Which was also a misleading image.
Yeah, misleading is the right word. That picture, too, requires more work than simply accepting what one sees at face value. The newspaper doesn't encourage deeper reading beyond a one-sentence caption.
We have this idea that images illustrate the story but are not in and of themselves the story. There are only the rare occasions where the photograph is the story. I think we've become savvier about reading images and scrutinizing them, in some cases. Why is there more scrutiny?

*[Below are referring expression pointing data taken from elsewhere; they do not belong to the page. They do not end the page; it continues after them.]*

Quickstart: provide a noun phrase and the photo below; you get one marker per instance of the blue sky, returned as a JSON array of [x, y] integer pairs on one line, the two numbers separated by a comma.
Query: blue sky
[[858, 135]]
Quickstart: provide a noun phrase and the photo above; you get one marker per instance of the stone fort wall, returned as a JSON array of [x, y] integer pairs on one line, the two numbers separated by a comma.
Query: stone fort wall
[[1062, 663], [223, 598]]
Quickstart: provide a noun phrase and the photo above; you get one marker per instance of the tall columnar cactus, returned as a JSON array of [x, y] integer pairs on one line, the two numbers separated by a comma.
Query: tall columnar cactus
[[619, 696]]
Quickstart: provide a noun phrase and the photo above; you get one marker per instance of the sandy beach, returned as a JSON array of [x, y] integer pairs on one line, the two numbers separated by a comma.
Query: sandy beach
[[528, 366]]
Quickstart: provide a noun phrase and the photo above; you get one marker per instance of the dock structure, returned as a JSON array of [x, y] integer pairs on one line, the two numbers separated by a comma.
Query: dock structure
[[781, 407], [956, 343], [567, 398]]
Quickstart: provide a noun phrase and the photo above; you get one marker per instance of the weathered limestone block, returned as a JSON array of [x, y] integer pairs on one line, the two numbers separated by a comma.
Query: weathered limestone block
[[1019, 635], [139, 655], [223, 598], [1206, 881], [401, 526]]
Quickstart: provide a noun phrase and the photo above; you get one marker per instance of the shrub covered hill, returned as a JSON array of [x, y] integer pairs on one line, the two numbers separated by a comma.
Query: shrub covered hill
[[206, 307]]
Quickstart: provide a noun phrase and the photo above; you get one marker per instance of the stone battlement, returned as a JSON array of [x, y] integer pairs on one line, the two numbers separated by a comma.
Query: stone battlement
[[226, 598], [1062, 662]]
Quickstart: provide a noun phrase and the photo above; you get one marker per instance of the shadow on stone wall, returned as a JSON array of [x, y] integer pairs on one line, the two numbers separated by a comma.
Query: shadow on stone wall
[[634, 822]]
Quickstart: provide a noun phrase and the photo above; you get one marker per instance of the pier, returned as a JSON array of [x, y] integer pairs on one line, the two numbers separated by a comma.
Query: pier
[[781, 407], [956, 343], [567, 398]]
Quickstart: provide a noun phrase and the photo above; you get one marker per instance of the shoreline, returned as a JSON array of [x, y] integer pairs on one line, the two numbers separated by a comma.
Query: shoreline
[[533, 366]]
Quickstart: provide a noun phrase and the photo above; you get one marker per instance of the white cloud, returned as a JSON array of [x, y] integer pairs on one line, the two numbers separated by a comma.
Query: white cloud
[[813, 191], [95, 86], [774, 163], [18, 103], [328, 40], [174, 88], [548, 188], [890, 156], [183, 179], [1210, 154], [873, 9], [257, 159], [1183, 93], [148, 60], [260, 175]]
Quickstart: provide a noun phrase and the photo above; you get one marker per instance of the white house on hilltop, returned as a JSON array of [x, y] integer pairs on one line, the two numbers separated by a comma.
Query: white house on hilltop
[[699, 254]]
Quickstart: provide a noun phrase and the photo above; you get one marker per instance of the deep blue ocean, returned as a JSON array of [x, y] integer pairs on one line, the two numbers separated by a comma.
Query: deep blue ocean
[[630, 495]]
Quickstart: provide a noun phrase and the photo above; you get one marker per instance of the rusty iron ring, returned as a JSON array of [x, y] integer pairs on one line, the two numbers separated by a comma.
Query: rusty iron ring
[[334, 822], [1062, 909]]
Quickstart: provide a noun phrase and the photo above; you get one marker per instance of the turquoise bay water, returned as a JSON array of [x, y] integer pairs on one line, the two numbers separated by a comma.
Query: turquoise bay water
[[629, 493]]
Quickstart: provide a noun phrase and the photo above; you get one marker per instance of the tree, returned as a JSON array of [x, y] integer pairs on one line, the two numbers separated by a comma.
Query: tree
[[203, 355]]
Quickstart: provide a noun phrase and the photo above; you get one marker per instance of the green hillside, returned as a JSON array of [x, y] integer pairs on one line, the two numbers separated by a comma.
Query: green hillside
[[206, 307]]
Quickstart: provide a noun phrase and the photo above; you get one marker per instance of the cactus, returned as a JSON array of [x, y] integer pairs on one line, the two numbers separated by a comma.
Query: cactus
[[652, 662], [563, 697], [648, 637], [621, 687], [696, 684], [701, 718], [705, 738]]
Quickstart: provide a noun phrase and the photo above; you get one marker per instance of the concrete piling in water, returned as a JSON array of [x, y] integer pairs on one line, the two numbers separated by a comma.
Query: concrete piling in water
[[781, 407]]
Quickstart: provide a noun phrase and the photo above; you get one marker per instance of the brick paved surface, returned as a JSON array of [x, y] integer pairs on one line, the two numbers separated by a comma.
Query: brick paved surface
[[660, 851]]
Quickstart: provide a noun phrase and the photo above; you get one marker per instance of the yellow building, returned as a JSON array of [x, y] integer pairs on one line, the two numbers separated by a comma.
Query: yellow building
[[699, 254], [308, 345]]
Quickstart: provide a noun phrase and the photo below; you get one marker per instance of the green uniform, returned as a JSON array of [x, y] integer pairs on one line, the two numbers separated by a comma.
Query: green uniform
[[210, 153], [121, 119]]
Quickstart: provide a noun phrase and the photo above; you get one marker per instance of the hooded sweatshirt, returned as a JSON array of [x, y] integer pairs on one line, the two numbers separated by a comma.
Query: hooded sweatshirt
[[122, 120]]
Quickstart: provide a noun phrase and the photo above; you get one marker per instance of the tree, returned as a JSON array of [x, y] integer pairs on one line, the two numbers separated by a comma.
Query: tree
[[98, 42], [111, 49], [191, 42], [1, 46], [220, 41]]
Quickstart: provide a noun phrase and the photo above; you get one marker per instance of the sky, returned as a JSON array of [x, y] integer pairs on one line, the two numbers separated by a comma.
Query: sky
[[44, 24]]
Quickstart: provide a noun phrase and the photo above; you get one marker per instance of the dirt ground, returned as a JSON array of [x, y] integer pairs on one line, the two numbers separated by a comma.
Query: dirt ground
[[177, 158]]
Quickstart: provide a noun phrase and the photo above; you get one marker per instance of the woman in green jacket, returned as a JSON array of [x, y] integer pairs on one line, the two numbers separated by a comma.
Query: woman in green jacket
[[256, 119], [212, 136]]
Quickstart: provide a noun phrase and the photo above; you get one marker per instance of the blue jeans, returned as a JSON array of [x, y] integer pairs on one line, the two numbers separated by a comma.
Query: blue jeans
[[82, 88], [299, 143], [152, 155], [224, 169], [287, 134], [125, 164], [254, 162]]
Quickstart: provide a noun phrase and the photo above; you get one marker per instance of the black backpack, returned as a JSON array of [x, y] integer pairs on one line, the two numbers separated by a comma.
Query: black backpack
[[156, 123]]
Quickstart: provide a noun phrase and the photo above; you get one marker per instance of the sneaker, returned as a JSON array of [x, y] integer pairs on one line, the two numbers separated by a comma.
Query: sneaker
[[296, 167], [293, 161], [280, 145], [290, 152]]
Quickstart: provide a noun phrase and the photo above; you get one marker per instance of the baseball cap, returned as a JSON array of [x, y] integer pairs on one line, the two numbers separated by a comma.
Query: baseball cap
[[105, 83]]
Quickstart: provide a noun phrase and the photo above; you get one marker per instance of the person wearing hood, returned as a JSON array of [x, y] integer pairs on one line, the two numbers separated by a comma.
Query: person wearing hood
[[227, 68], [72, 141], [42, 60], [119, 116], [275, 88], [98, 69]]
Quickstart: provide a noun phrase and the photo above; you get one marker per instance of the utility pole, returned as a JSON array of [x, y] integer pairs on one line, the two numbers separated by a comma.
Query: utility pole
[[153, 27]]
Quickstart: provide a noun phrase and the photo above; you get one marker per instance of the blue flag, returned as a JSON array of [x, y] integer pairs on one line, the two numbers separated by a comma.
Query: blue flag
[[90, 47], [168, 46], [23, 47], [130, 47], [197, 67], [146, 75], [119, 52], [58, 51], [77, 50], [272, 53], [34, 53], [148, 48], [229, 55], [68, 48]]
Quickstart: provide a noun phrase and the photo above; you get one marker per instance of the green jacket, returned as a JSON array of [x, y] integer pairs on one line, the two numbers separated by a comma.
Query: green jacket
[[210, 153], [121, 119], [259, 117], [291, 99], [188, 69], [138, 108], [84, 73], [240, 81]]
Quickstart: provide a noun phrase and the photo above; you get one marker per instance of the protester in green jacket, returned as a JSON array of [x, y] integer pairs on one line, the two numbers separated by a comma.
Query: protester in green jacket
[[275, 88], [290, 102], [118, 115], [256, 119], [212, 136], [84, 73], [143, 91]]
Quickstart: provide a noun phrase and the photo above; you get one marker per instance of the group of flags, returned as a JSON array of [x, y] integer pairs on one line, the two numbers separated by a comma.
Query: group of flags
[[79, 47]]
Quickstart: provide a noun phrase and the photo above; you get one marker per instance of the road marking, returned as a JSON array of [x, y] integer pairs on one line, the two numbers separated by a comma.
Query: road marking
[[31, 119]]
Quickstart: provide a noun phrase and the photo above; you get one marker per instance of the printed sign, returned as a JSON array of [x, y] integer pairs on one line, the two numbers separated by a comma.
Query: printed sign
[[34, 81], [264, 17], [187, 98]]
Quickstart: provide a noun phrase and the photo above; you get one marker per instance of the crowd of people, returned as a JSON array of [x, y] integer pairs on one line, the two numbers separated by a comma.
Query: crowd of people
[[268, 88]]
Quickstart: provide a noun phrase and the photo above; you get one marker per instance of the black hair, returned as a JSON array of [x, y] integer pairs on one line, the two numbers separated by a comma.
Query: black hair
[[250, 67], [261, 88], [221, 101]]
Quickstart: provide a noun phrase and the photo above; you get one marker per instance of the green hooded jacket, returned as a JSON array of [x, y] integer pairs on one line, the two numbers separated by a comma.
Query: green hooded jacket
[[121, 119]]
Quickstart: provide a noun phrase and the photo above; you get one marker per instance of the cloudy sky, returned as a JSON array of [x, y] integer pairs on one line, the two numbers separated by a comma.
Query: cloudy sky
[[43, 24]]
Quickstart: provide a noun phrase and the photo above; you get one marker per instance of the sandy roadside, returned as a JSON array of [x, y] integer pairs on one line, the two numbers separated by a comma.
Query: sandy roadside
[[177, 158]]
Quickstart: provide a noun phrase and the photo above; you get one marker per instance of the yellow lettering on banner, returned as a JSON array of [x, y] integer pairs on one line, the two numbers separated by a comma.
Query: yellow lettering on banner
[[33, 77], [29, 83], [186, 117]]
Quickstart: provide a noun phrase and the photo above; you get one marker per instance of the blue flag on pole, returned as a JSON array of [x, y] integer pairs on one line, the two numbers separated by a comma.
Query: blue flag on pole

In the digital age, images are instantaneous and ubiquitous. There are dangers with doctoring photos, of course. But the ability to disseminate those images is staggering. It's only been a little over 100 years that we've had the ability to copy and share photographs to a large extent. Whether it's Katrina, 9/11, or Abu Ghraib, we have come to understand events in a far more visual way than we have in the past. People have realized that they cannot simply accept photographs unfiltered, that there's often much more going on outside the frame. Would this picture be received differently today?
It would still have a great impact. It would be instantly analyzed and dissected. How many years did it take for Joe Rosenthal's photograph of Iwo Jima to be fully understood? The great photographs of Dorothy Lang are just now being understood in their context. I still think that if this photograph came out today it would spark debate like Barack Obama's speech on race did, to a certain extent. What was the reaction at the time?
I argue that after this photograph appears, the opposition begins to die down in Boston. In the immediate aftermath there was a racial violence in retaliation, where black youths beat up whites. Indeed, the editors of the Boston Herald American considered not publishing it. They feared it would cause race riots. It would have received even more attention, but Howard Hughes died that day and this picture went below the fold on the front page. To this day, Stanley Forman, the photographer, is still pissed off at Howard Hughes for dying on that day. How did it get the title?
When they submitted it for the Pulitzer Prize, an editor came up with the name "The Soiling of Old Glory," which I think is just the pitch-perfect title. What's been the legacy?
People still see this image as the benchmark against which Boston and the rest of the nation will be measured in terms of race relations. People look back at lynching photographs and say that that doesn't happen anymore. But I don't think many people look at this image and say that it can't happen again. If anything, the picture has grown in value as the flag has become a more important symbol. You can learn a lot about America by looking at Joe Rosenthal's image of Iwo Jima, Forman's image of Rakes and Landsmark, and Tom Franklin's photo of the firefighters raising the flag at ground zero in New York. I've just learned that Ice Cube wants to put The Soiling of Old Glory on the cover of his new album.